Panelists: Bishops' response fell short

Author: Ed Cohen

The zero-tolerance policy and other measures agreed upon by U.S. bishops meeting in Dallas in June 2002 received marks of “unsatisfactory” from church scholars who spoke at a public miniconference on campus in October, four days before the Vatican rejected elements of the policies.

The speakers — five Notre Dame faculty and a Catholic journalist — were asked to talk about ways to restore trust in the church in the wake of the priest sex-abuse scandal. Their suggestions included far greater lay oversight of church operations; spiritual renewal; better screening of priest candidates; and more preparation for a life of celibacy.

“There was no preparation for celibacy, none,” Father Richard McBrien recalled of his own seminary experience in the 1960s. “The most you did was joke.”

McBrien, an ND professor of theology and a prominent author and commentator on church history and issues, said seminary life has improved some in recent years. But the norm is still for candidates to be educated and spiritually formed while being forced to live in close quarters for four to six years during what he called “one of most psychologically formative” periods of life.

“It is at the very least difficult to develop into a sexually integrated human being under circumstances of that sort,” McBrien said, and cited a psychological study sponsored by the U.S. bishops in the early 1970s that came to the same conclusion.

McBrien also said he knew from seminary in Boston most of the priests mentioned in regard to the “aberrations.”

“It’s sad to contemplate, but I know the seminary system out of which they came. They were not encouraged in this line of activity, but neither were they prepared nor properly screened for priestly ministry.”

Like other speakers, McBrien said the core problem in the scandal was the lack of accountability for the bishops, which allowed some to transfer known abusers from parish to parish and arrange secret hush-money settlements to victims and their families.

Margaret O’Brien Steinfels, editor of the Catholic lay magazine Commonweal, said the scandal demonstrated the need for the laity to have more meaningful involvement in financial, legal and other areas of church administration. She said such existing groups as parish and diocesan councils could function to restore accountability in this way, but that lay people who’ve offered the bishops help and counsel continue to be told to “shut up and go home.”

“Who could have guessed that this is where we’d be 40 years after Vatican II?”

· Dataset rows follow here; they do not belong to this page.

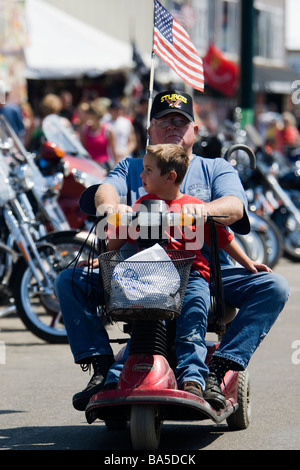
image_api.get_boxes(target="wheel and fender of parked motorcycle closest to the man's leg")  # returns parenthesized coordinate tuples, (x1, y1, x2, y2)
(13, 232, 96, 344)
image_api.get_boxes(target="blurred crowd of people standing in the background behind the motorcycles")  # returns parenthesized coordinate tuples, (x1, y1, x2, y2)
(0, 85, 300, 169)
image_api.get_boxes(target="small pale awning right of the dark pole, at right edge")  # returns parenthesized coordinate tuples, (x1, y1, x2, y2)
(254, 65, 300, 95)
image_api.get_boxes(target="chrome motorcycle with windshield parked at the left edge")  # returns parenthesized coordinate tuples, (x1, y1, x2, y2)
(0, 115, 97, 343)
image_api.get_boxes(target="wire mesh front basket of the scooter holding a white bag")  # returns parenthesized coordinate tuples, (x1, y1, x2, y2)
(99, 250, 195, 321)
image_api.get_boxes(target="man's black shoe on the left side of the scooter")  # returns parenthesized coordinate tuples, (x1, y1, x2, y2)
(73, 355, 114, 411)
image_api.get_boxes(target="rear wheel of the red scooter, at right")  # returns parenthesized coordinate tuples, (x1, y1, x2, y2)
(226, 369, 251, 431)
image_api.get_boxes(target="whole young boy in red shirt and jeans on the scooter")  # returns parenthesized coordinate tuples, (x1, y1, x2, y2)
(106, 144, 271, 408)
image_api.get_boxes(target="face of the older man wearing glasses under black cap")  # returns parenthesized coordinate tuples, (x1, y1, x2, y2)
(149, 113, 199, 152)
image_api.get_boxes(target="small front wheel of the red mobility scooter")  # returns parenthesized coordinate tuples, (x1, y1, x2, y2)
(130, 405, 161, 450)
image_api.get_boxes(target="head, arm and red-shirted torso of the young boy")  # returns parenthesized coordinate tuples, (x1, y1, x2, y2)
(107, 144, 271, 281)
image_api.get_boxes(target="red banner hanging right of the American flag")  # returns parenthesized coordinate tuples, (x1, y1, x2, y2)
(203, 44, 239, 97)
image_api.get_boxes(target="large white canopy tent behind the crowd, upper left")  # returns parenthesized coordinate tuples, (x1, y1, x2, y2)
(24, 0, 137, 79)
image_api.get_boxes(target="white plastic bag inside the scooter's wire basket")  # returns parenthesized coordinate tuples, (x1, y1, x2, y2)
(110, 243, 180, 308)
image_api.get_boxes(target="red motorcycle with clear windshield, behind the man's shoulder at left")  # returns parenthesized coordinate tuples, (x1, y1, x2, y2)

Steinfels was one of two lay Catholics to address the nearly 300 U.S. bishops who convened in Dallas, the other was R. Scott Appleby ’78, Notre Dame history professor and director of the Kroc Institute for International Peace Studies. She described the experience as “awesome” but only in the sense of something that has the power to inspire dread.

Like others, she accused the bishops of caving in to public pressure with the zero-tolerance policy, and said this had left the overwhelming majority of priests who were innocent of wrongdoing feeling abandoned by the bishops.

Gerald V. Bradley, ND professor of law, said Dallas restored calm, put out the media fire and had bad priests “on the run.” But he said the bishops failed to address what he called the “crisis of episcopal leadership.”

Safeguards the bishops adopted — such as requiring two adults to be present in any situation with minors and having procedures to investigate accusations of sex abuse — merely bring the church up to date with such organizations as the Boy Scouts and YMCA, Bradley said.

“Before Dallas the bishops behaved as bad managers, bad supervisors, as bad men. At Dallas they resolved to behave a bit more as decent men do,” the law professor said. “But . . . there is nothing distinctly episcopal in this picture, nothing about bishops as bishops, as pastors.”

Father Brian Daley, S.J., professor of theology at Notre Dame, said the church needs to move away from a culture where self-promotion and self-protection prevail and clerics look on themselves as a “class” and their work as a “career track.” Pastors and bishops need a different kind of self-understanding, he said.

“People who are not simply informed, who are not simply company men; people who are genuinely interested in pastoral ministry and . . . service in a self-effacing way; people who are capable of heroic risks in proclaiming the gospel.”

The harshest criticism of church policies and hierarchy came from Mary Rose D’Angelo, ND associate professor of theology, who said the most troubling “sex scandal” in the church wasn’t the abuse of children by priests. She said it was the church’s inability to promote the use of condoms to prevent AIDS, especially in the Africa, where the disease has reached catastrophic levels.

She echoed the other speakers’ calls for bishops to listen to victims and their supporters, institute transparency in diocesan finances and ensure due process for all involved, including accused priests. But she encouraged the laity to press their demands.

“It is time to stop conceding that the church is not a democracy. Insofar as that statement is true, it should be seen as a problem, not an axiom.”

The conference was sponsored by the Church Study Committee appointed last spring by Father Malloy in response to the scandal. The group of 11 faculty and administrators sent a 14-page letter of reflections and recommendations to the bishops prior to the Dallas meeting. The committee consulted privately with bishops on campus in November 2002.